Take memory for example, maybe you have heard of studies in which people hear a list of related words. Let’s say a list of different kinds of fruit. After hearing this list, they are presented with several additional words. In this case, we’ll say the additional words were “blanket” and “cheery”. Neither of these words was on the original list, and while people will claim correctly that “blanket” was not on the original list, they’ll also claim incorrectly that the word “cheery” was on the list. Most people are convinced they heard the word “cheery” on the original list. Why do they make such a simple mistake? Well, we think because the words on the list were so closely related, the brain stored only the gist of what it heard, for example, that all the items on the list were types of fruit. When we tap our memory, our brains often fill in details and quite often these details are actually false. 

We also see this fill-in phenomenon with perception. Perception is the faculty that allows us to process information in the present as we take it in via our senses. Again, studies have shown that people will fill in information that they thought they perceived even when they didn’t. For example, experiments have been done where a person hears a sentence, but it is missing the word that logically completes it. They’ll claim to hear that word even though it was never said. So if I were to say “The sunrise rises in the…” and then fail to complete the sentence, people will often claim to have heard the word “east”.

In cognitive psychology, we have a phrase for this kind of inaccurate “filling in of details”, it’s called: A Blind Spot. The term originally refers to the place in our eyes where the optic nerve connects the back of the eye to the brain. There are no photo receptors in the area where the nerve connects to the eye. So that particular area of the eye is incapable of detecting images. It produces a blind spot in our field of vision. We are unaware of it, because the brain fills in what it thinks belongs in its image, so the picture always appears complete to us. 

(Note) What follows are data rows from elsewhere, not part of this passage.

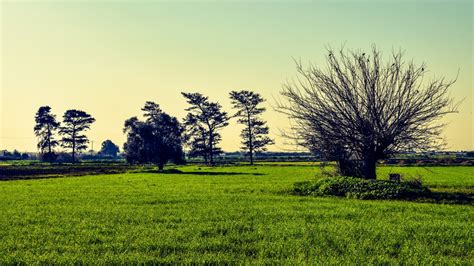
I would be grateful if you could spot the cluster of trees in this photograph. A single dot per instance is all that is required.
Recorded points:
(14, 155)
(71, 132)
(359, 110)
(356, 111)
(162, 138)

But the term “blind spot” has also taken on a more general meaning – it refers to people being unaware of a bias that may affect their judgment about the subject. And the same blind-spot phenomenon that affects memory and perception also affects imagination. 

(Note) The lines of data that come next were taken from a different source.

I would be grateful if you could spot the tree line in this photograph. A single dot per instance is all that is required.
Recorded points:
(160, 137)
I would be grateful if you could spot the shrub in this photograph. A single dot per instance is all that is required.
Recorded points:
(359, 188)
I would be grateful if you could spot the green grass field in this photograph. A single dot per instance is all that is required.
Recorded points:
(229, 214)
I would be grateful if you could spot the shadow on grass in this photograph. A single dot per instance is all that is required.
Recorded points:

Imagination is a faculty that some people use to anticipate future events in their lives. But the ease with which we imagine details can lead to unrealistic expectations and can bias our decisions. So, Peter, suppose I ask you to image a lunch salad, no problem, right? But I bet you imagine specific ingredients. Did yours have tomatoes, onion, lettuce? Mine did. Our brains fill in all sorts of details that might not be part of other people’s image of a salad, which could lead to disappointment for us. If the next time we order a salad in a restaurant, we have our imagined salad in mind, that’s not necessarily what we’ll get on our plate. The problem is not that we imagine things, but that we assume what we’ve imagined is accurate. We should be aware that our imagination has this built-in feature, the blind spot, which makes our predictions fall short of reality.


讲的是传说中的“认知偏差”

我想象中的沙律和你想象中的沙律可能并不一样。

然而,重点并不是这个,而是我们还自以为我们的想象是正确的...

我们要意识到我们的想象是由细节组成,而有些细节可能只是我们脑补的,这些可能会使我们的预测背离现实。